On a tendance à croire que les boomers sont tous « gras dur », mais, en réalité, c'est le cas de seulement environ la moitié des membres de cette génération. Comme au sein de la société en général, un important clivage financier divise les boomers. Il y a les boomers de la première vague, aujourd'hui âgés dans la soixantaine, qui ont connu les années de grande prospérité économique et qui bénéficient aujourd'hui d'une retraite très confortable, voire dorée. Puis il y a ceux de la deuxième vague qui ont connu notamment la récession à leur entrée sur le marché du travail et la précarité d'emploi (un phénomène qui s'est reproduit au début des années 1990 lorsque j'ai fait mon entrée sur le marché du travail). Ils sont encore nombreux à travailler, sont encore assez lourdement endettés et craignent de manquer d'argent à la retraite, car plusieurs (la moitié) n'arrivent pas à boucler leurs fins de mois même s'ils travaillent encore pour la plupart à temps plein.

Or il faut se rappeler que, dès cette année, le choc démographique se fera sentir au Québec. En effet, pour la première fois, « le nombre de Québécois âgés de 15 à 64 ans va diminuer et le bassin de main-d'œuvre va commencer à se vider ». Dès 2014, la population active sera en décroissance : de moins en moins de travailleurs actifs pour soutenir un bassin de plus en plus grand de retraités. L'État québécois peine déjà à boucler son budget et à financer les services essentiels (santé, éducation, etc.) adéquatement. Le nouveau ministre des Finances, Carlos Leitao, prétend que si nous baissions les bras maintenant, la situation du Québec pourrait être comparable à celle du Portugal ou de la Grèce d'ici seulement cinq ans!

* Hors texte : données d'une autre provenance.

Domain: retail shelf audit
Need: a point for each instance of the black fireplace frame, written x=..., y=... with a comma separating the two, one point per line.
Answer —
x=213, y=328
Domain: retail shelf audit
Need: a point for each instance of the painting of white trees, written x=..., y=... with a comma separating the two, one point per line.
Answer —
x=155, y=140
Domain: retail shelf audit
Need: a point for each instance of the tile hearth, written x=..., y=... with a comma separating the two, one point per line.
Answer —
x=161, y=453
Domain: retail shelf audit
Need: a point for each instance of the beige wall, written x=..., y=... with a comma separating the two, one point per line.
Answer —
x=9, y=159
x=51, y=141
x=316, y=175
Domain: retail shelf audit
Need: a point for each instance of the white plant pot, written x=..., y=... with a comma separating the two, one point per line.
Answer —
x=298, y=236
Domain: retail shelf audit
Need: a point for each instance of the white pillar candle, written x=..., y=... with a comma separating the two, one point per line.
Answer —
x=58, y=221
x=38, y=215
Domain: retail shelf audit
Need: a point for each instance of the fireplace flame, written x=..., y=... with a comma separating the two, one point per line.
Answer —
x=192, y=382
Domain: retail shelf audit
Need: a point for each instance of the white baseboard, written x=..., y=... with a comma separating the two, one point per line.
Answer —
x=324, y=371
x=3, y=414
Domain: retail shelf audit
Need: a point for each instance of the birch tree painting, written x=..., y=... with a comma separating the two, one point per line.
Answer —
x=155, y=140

Donc, de plus en plus de retraités, de moins en moins de travailleurs actifs pour payer la note des services sociaux. On ne peut quand même pas imposer les travailleurs qui restent à 100 % de leurs revenus et espérer une économie prospère et en croissance! Il faut se demander comment on peut arriver à boucler ses fins de mois comme société sans faire un « méchant ménage » incessamment, et je n'ai pas vraiment confiance en l'actuel gouvernement de faire ce qui doit être fait - sans plus tarder. Passer de la parole aux actes n'est pas le fort de nos gouvernements depuis trop d'années maintenant. Comme j'écrivais récemment, les mesures cosmétiques ne suffiront plus à réparer le gâchis de l'État-providence québécois; c'est un remède de cheval qu'il nous faut... Philippe Couillard aurait-il le courage nécessaire pour administrer ce remède à notre État atteint d'obésité morbide ou se complaira-t-il à gouverner pour maximiser ses chances de réélection, comme le font nos premiers ministres depuis des lunes?

Malheureusement, le « nouveau » gouvernement libéral, qui cherche des compressions à hauteur de 2,4 G $ en vue du dépôt de son premier budget en juin, risque de faire appel à une vieille recette : cibler les jeunes dans ses compressions, car il ne faut surtout pas s'attaquer à la sacrosainte demi-génération qui a créé l'État-providence, qui en bénéficiera jusqu'à la fin de ses jours et qui, ce faisant, aura hypothéqué la génération de mes enfants et celle de mes petits-enfants - au minimum - et imposé un très lourd fardeau à la mienne.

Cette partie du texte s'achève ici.